Published On: Mon, Sep 20th, 2021

John Lennon wrote a David Bowie chart-topper and sang back-up on it | Music | Entertainment


David Bowie and John Lennon first met in 1974 in New York City. After hitting it off, the pair planned another meet-up and a jam session to get their creativity flowing. A year later, in 1975, Bowie and the former member of The Beatles recorded one of the star’s biggest ever songs from his ninth album, Young Americans. On this day, September 20, in 1975, Bowie’s track reached number one on the Billboard Hot 100. 

Lennon, alongside musician Carlos Alomar, ​teamed up with Bowie to write a new hit​ titled Fame.​

Speaking in 2003, Bowie explained: “When we were in the studio with John Lennon, I asked Carlos: ‘What was that riff you had?’ And it went from there.”

After working out the music, Lennon spurred Bowie on to write about one of the struggles in his life at the time.

Bowie went on: “We’d been talking about management, and it kind of came out of that.”

READ MORE: The Beatles: Harrison wrote vicious song about McCartney after exit

Bowie continued: “[Lennon] was telling me: ‘You’re being shafted by your present manager’ (laughs).

“That was basically the line.

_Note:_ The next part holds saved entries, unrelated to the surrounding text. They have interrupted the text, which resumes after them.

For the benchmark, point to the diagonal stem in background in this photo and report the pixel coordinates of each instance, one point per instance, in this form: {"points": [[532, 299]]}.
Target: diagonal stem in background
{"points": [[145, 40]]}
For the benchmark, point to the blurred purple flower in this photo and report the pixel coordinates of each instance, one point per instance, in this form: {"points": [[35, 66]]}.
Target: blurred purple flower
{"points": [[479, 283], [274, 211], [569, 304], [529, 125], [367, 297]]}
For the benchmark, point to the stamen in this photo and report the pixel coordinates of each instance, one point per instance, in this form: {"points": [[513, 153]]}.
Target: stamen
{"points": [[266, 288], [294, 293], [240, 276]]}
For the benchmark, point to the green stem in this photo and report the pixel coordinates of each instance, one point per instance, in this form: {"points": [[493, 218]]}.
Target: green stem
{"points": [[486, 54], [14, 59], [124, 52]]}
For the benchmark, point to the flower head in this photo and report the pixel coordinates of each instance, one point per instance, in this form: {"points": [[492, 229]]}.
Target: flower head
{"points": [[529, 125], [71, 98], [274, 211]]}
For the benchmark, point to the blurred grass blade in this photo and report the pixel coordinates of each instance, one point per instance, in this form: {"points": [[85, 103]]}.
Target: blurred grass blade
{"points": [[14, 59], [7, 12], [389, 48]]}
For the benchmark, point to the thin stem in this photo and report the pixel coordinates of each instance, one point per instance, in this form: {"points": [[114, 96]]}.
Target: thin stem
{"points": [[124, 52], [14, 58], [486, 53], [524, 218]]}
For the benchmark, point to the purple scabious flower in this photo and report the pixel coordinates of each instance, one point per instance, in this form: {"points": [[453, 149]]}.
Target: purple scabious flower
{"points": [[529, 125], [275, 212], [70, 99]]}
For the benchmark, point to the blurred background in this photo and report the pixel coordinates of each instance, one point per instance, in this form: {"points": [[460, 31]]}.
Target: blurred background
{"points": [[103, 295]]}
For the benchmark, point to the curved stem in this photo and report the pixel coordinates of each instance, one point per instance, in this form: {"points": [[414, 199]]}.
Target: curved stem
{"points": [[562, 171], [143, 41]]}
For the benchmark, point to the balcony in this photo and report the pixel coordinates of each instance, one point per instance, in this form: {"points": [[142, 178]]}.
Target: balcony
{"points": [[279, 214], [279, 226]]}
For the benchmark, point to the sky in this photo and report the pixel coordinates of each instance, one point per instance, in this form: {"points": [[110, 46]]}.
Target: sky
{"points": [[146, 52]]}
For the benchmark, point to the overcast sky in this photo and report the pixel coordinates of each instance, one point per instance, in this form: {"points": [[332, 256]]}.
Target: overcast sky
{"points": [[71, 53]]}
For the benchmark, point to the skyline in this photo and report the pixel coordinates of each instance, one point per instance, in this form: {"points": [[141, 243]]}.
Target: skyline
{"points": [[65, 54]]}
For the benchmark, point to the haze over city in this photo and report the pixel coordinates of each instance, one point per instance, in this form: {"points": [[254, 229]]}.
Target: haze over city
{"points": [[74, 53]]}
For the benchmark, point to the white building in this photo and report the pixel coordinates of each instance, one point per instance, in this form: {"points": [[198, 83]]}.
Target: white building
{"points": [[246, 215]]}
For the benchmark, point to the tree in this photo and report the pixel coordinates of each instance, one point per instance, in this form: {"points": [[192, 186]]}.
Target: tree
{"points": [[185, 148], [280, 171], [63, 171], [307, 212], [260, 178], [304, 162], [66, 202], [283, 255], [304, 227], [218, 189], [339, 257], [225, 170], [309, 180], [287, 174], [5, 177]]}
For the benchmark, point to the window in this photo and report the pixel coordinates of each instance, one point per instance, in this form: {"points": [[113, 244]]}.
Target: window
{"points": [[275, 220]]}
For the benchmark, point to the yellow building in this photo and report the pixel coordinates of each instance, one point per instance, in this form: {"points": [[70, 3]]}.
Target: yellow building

And John was the guy who opened me up to the idea that all management is crap.”

Lennon also provided some backing vocals for Fame.

Most notably, his voice can be heard in the final moments of the song, singing “fame” repeatedly in different pitches.

Lennon also gave Bowie some stern advice about being a songwriter as they became closer​ friends​.

Bowie once recalled: “I asked John one day: ‘How do you write your songs?’ He said: ‘​I​t’s easy, you just say what you mean, you put a backbeat to it.’

“I said: ‘What do you think of my kind of rock ‘n’ roll?’ He said: ‘It’s great, but it’s just rock ‘n’ roll with lipstick on.”

Bowie eventually went on to describe Lennon as “his greatest mentor”.

Bowie and Lennon weren’t always the best of friends, however.

At first, Bowie was extremely nervous to be hanging out with a member of the Fab Four.

He recalled in 1999: “I think we were polite with each other, in that kind of older-younger way. So John was sort of: ‘Oh, here comes another new [rocker].’

“And I was sort of like: ‘It’s John Lennon!’ I don’t know what to say. Don’t mention the Beatles, you’ll look really stupid.”